Two investigations have also been launched into Alphabet, the first which concerned a possible breach of Article 5(4) regarding rules on steering in Google Play, and the second a possible breach of Article 6(5) which concerns self-preferencing on Google Search.

So far the Commission has published their preliminary findings of two investigations. In June 2024, the EC announced Apple’s non-compliance with Article 5(4) their preliminary findings confirm that Apple’s App Store rules are in breach of the DMA “as they prevent app developers from freely steering consumers to alternative channels for offers and content”.

In July 2024, the EC also published its preliminary findings that Meta’s “pay or consent” advertising model fails to comply with Article 5(2). In the Commission’s preliminary view, this binary choice forces users to consent to the combination of their personal data and fails to provide them a less personalised but equivalent version of Meta’s social networks.

Gatekeepers have also been openly critical about changes required of them under the DMA which they argue will come with implications for the security of their products and services. Apple has complained that changes required of them would make iPhones and laptops less secure. For example, they maintain that rules they have imposed via the Apple App store has protected people from installing applications from unauthorised sources and has therefore protected iPhone users’ from fraud and malware. However, this argument is somewhat misplaced given that the DMA specifically references the need to maintain upholding privacy and security alongside any changes. Additionally, some gatekeepers are already lagging behind some competitors who offer even further privacy focused services such as messaging service ‘Signal’.

Likewise, Google’s Director of Competition wrote that some rules imposed on them under the DMA have led to difficult trade-offs that will impact on their users and businesses. For example, they claim that businesses will lose out due to changes that have had to make to Google Search which they argue may send more traffic to large intermediaries and aggregators, and less traffic to direct suppliers like hotels, airlines, merchants and restaurants. For consumers, they also claim some of the features they have developed to help people get things done quickly and securely online for example, like providing recommendations across different products, won’t work in the same way anymore.

These narratives are particularly unhelpful for consumers and small businesses given the context of Big Tech’s dominance and control over the market, and their ability to maintain opacity around their practices, which may sow seeds of doubt in users’ minds.
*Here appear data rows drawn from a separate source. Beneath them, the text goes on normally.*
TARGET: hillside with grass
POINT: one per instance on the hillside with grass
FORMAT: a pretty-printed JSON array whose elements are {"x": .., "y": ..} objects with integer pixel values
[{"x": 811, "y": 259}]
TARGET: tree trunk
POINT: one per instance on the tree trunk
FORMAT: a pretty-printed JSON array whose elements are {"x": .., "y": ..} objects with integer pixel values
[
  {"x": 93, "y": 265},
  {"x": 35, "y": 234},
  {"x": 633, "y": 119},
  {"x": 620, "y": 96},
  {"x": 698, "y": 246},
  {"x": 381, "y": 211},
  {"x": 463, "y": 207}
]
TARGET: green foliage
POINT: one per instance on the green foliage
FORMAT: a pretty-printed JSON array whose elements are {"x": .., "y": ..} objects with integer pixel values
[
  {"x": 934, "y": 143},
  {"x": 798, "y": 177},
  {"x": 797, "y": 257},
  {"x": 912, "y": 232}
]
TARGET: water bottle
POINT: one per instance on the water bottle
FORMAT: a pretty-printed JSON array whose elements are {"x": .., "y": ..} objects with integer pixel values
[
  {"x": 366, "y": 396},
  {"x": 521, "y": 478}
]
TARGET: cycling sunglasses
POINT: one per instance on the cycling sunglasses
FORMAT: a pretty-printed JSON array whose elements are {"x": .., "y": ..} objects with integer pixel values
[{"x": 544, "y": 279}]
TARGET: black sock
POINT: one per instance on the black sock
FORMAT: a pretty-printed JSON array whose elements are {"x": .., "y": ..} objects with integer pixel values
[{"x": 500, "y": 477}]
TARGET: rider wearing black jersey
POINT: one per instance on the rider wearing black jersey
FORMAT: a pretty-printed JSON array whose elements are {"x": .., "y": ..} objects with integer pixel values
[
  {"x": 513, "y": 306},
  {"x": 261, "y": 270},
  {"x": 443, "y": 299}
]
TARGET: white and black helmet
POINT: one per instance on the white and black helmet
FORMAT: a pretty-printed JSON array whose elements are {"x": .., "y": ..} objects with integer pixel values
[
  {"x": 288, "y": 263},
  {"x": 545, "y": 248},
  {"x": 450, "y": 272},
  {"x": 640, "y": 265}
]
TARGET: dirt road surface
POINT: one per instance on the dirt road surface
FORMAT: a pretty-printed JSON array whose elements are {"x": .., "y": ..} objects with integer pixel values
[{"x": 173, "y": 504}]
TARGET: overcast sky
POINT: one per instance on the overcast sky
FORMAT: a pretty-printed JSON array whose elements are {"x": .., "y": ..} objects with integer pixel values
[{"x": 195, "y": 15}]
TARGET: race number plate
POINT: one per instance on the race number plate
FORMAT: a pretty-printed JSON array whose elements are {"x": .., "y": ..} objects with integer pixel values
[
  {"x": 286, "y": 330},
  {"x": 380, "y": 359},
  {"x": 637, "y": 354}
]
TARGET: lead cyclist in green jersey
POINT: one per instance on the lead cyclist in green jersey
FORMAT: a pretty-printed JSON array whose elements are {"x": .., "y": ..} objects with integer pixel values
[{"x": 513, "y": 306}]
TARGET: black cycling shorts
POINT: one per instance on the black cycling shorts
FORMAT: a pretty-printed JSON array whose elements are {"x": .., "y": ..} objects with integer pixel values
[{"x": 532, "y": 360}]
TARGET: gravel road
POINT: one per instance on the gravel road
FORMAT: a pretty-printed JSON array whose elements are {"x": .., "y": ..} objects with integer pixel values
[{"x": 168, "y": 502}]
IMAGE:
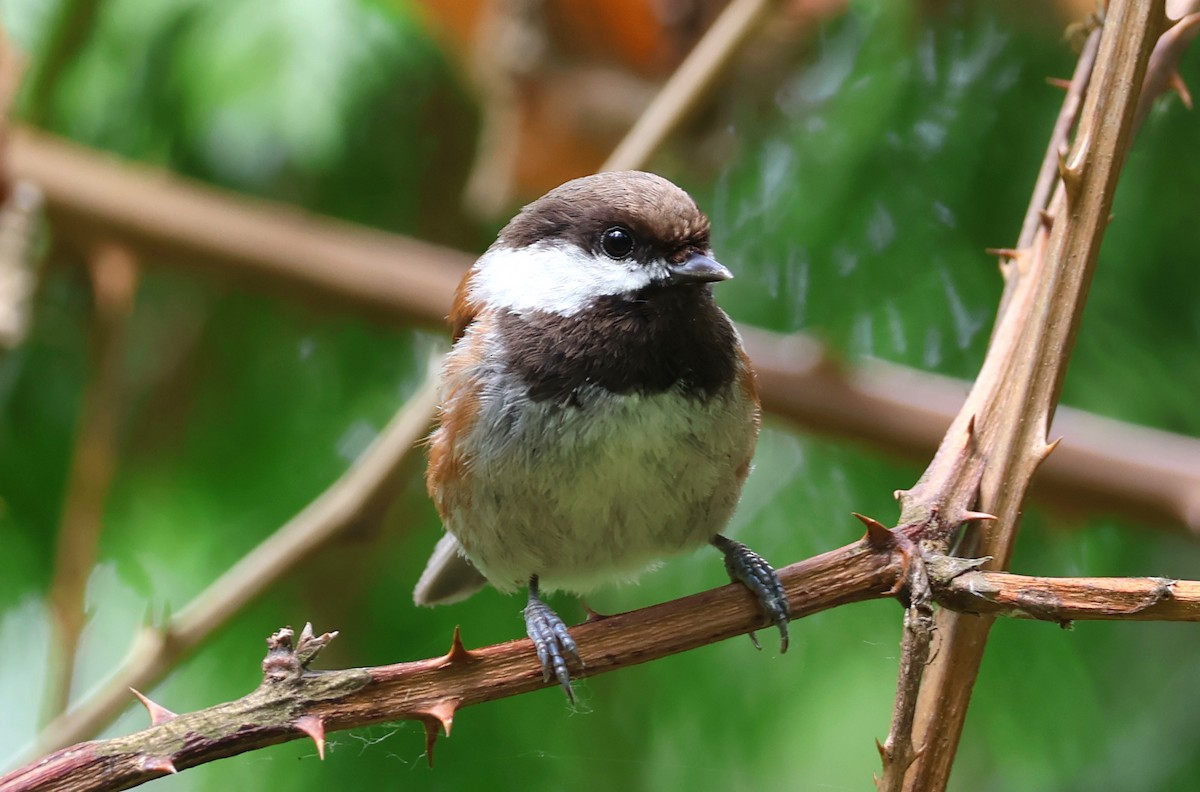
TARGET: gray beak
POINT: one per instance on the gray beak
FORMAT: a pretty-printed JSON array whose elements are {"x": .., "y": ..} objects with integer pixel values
[{"x": 697, "y": 269}]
Furthermore, these arguments are not surprising given the nature and purpose of the DMA which is to break up Big Tech’s dominance in the digital market, and curtail their exploitative practices to dismantle their power.

Conclusions

The DMA has the potential to address some of the negative effects of Big Tech’s concentration of power by imposing restrictions on their exploitative practices, by reinforcing the rights of users and empowering competitors. Healthy competition is key for our rights as users of digital products and services, and we should not allow gatekeepers to diminish or take away our digital rights and freedoms. In theory, competition should flourish through obligations imposed on Big Tech companies by giving users greater choice in a variety of markets and stop the ability of Big Tech to hinder the innovation and standards of its competitors. However, gatekeeper’s willingness to implement measures and comply with the DMA alongside the EC’s enforcement and oversight of the DMA is paramount to its success. Furthermore, the Commission must continue to include civil society and other relevant stakeholders in the enforcement of the rules, to make sure a variety of perspectives are considered and to ensure the full potential of the DMA is realised.